Assim como os pais ensinam corretamente seus filhos a obedecerem a instrução moral, a igreja também tem a responsabilidade de ensinar os seus os mandamentos morais de Deus e ser testemunha para toda a sociedade de o que Deus declarou bom e reto para suas criaturas humanas.

Esse impulso – correto e necessário – não é , todavia, o evangelho de Deus. Na verdade, um dos mais traiçoeiros falsos evangelhos é o moralismo que promete o favor de Deus e a satisfação da justiça de Deus aos pecadores se eles somente se comportarem e se comprometerem ao aperfeiçoamento moral.

O instinto moralista na igreja reduz a Bíblia a um manual para o comportamento e substitui a instrução moral pelo evangelho de Jesus Cristo. Muitos púlpitos evangélicos estão dados a mensagens moralistas e não à pregação do Evangelho.

O corretivo para o moralismo vem direto do apóstolo Paulo quando ele insiste que “o homem não é justificado pelas obras da lei, mas pela fé em Cristo Jesus”. Salvação vem àqueles que são “justificados pela fé em Cristo e não pelas obras da lei; visto que pelas obras da lei ninguém será justificado.” [Gálatas 2.16]

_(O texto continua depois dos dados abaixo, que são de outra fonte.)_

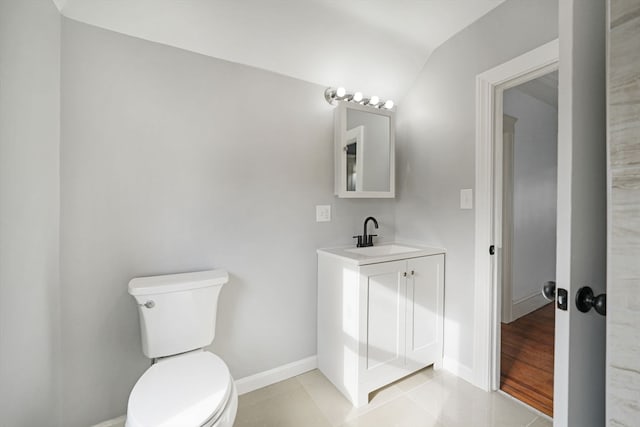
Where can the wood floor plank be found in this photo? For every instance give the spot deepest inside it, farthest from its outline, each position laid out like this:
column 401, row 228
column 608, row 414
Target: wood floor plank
column 526, row 362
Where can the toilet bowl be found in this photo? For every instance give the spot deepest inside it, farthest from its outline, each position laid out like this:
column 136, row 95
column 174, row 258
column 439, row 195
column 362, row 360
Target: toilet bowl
column 186, row 386
column 193, row 389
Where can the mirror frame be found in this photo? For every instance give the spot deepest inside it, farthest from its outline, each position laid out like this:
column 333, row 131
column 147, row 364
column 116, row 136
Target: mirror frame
column 340, row 159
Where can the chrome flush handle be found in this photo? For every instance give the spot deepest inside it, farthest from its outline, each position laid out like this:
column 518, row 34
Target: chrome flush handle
column 148, row 304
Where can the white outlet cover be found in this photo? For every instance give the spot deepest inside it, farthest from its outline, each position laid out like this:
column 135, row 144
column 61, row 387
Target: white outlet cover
column 466, row 198
column 323, row 213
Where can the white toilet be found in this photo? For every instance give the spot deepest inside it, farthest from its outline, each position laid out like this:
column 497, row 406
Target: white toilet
column 186, row 386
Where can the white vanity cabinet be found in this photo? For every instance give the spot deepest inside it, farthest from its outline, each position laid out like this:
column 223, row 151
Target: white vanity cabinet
column 378, row 321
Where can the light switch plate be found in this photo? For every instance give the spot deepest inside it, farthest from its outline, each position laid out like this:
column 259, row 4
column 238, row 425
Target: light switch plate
column 466, row 198
column 323, row 213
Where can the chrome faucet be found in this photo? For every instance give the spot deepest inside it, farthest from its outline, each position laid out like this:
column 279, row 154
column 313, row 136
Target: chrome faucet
column 365, row 239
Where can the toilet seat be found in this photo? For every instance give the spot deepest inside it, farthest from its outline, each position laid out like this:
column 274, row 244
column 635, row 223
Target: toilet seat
column 190, row 390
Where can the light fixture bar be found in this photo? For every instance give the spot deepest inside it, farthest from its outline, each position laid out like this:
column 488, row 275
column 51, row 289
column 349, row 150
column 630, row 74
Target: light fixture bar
column 341, row 94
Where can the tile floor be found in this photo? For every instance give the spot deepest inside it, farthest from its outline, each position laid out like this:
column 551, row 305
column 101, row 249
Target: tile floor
column 425, row 399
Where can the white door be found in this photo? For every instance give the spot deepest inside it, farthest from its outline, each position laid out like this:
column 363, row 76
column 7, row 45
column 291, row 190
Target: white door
column 579, row 377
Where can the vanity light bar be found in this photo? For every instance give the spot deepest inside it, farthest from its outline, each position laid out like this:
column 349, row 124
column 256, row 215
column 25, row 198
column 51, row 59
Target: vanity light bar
column 341, row 94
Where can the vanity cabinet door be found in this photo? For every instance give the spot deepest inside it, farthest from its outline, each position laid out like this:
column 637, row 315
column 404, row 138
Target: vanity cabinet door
column 424, row 301
column 383, row 337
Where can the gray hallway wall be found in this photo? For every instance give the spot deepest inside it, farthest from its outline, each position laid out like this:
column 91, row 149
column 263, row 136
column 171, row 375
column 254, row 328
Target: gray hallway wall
column 436, row 150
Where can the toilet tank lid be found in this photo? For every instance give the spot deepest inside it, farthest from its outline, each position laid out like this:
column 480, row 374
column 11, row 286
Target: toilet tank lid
column 177, row 282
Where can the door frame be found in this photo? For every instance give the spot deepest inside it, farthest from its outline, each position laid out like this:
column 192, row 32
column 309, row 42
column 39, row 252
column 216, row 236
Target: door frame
column 490, row 86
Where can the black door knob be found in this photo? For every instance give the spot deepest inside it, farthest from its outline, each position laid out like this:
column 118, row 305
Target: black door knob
column 549, row 290
column 585, row 300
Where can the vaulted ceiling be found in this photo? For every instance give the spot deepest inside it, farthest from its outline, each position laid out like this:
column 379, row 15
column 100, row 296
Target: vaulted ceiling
column 375, row 46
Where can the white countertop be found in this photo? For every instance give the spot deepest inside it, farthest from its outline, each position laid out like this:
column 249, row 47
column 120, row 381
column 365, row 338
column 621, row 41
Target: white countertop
column 380, row 253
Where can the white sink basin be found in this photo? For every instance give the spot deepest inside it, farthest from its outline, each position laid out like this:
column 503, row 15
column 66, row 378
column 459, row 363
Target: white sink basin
column 380, row 253
column 376, row 251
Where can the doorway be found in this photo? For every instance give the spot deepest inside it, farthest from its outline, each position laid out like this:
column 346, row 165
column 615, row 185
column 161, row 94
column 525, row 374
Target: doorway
column 528, row 253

Nós pecamos contra Cristo e adulteramos o evangelho quando sugerimos a pecadores que o que Deus requer deles é aperfeiçoamento moral de acordo com a Lei. Moralismo faz muito sentido aos pecadores pois não passa de uma explicação do que eles já vêm aprendendo desde os primeiros dias. Mas o moralismo não é o evangelho e ele não pode salvar. O único evangelho que salva é o Evangelho de Cristo. Como Paulo lembrou aos gálatas, “mas quando chegou a plenitude dos tempos, Deus enviou seu Filho, nascido de mulher, nascido debaixo da Lei, para regatar os que estavam debaixo da Lei, a fim de recebermos a adoção de filhos.” [Gálatas 4.4-5]

Nós somos justificados pela fé somente, salvos pela graça somente e redimidos dos pecados por Cristo somente. Moralismo produz pecadores (potencialmente) melhor comportados. O Evangelho transforma pecadores em filhos e filhas adotados por Deus.

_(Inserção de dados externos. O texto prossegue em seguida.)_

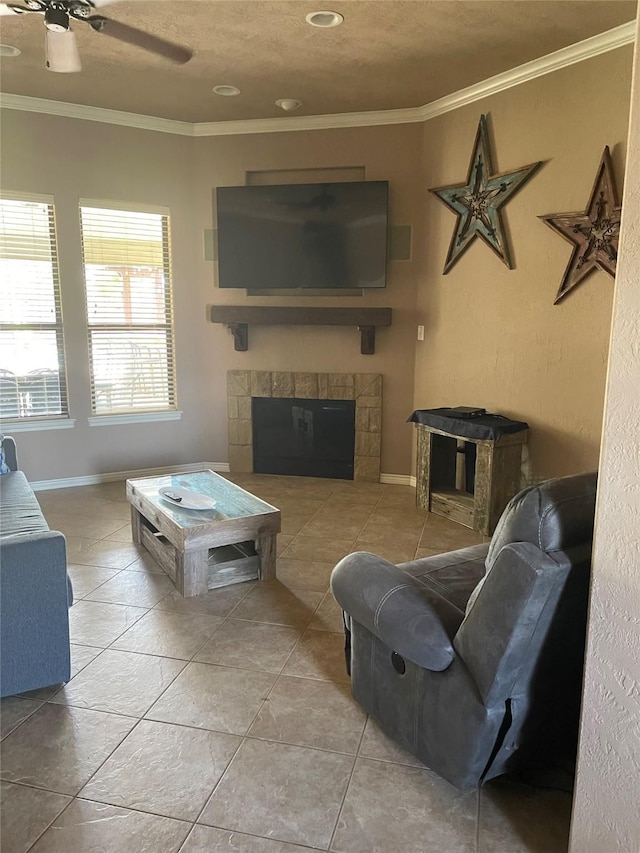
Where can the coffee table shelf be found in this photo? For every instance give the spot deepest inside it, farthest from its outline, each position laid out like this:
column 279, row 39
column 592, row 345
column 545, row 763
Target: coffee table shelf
column 202, row 550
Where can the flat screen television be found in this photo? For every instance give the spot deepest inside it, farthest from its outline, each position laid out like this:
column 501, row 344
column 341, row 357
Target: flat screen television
column 311, row 236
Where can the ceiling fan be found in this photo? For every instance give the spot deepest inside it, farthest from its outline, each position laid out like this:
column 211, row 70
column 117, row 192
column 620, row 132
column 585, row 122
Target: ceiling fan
column 60, row 41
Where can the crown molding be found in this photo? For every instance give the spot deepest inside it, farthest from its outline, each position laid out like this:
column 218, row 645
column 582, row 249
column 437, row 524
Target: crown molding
column 86, row 113
column 579, row 52
column 586, row 49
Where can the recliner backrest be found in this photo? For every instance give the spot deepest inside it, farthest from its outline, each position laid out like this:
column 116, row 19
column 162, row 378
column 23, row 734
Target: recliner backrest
column 544, row 535
column 556, row 515
column 553, row 516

A Igreja deve nunca se esquivar, acomodar, revisar ou esconder a Lei de Deus. Na verdade, é a Lei que mostra nosso pecado e deixa clara nossa total inadequação e falta de retidão. A Lei não pode transmitir vida, mas como Paulo insiste, ela “se tornou nosso tutor para nos conduzir a Cristo, a fim de que fôssemos justificados pela fé.” [Gálatas 3.24]

O perigo mortal do moralismo tem se tornado uma constante tentação para a igreja e um sempre-conveniente substituto do Evangelho. Claramente percebemos que milhares dos nossos vizinhos pensam que o moralismo é a nossa mensagem e somente a mais ousada pregação do verdadeiro Evangelho será suficiente para corrigir essa impressão e levar pecadores à salvação em Jesus.

O inferno estará cheio de pessoas “bem criadas”. Os cidadãos do Céu serão aqueles que, pela completa graça e misericórdia de Deus, estarão lá pela justiça de Jesus Cristo creditada a eles.